On The Tonight Show Starring Johnny Carson, sidekick Ed McMahon would begin each "Carnac the Magnificent" sketch by explaining that the envelopes he would hand to Johnny Carson (in character as "Carnac") had been: "...hermetically sealed in a mayonnaise jar on Funk and Wagnall's porch since noon today!" The envelopes contained questions, to which "Carnac" would divine the answers by reading a script on his desk.

In an episode of South Park (Season 7, Episode 1) entitled "Cancelled", the character Eric Cartman is quoted as saying to his friends Stan, Kyle, and Kenny, "What the Funk & Wagnalls are you guys talking about?", as the other boys are discussing a past memory of aliens abducting Cartman, which was a reference to the show's pilot episode.
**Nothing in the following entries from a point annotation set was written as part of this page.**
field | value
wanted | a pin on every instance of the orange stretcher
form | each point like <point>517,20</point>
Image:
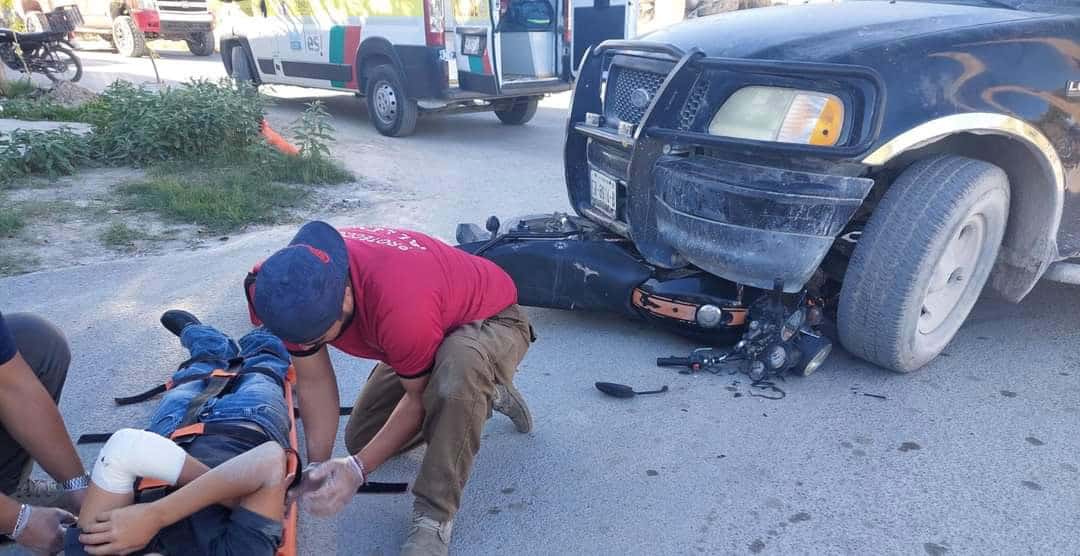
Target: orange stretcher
<point>217,382</point>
In season 1, episode 21 of West Wing, the character of C.J. tells the character of Toby, "Thank you, Funk and Wagnall's." Which Toby turns to another character Ginger as they are walking away from C.J., "What'd she call me?". Ginger replies, "Funk and Wagnall's. They make the dictionary." Toby replies, "I know who Funk and Wagnall's are."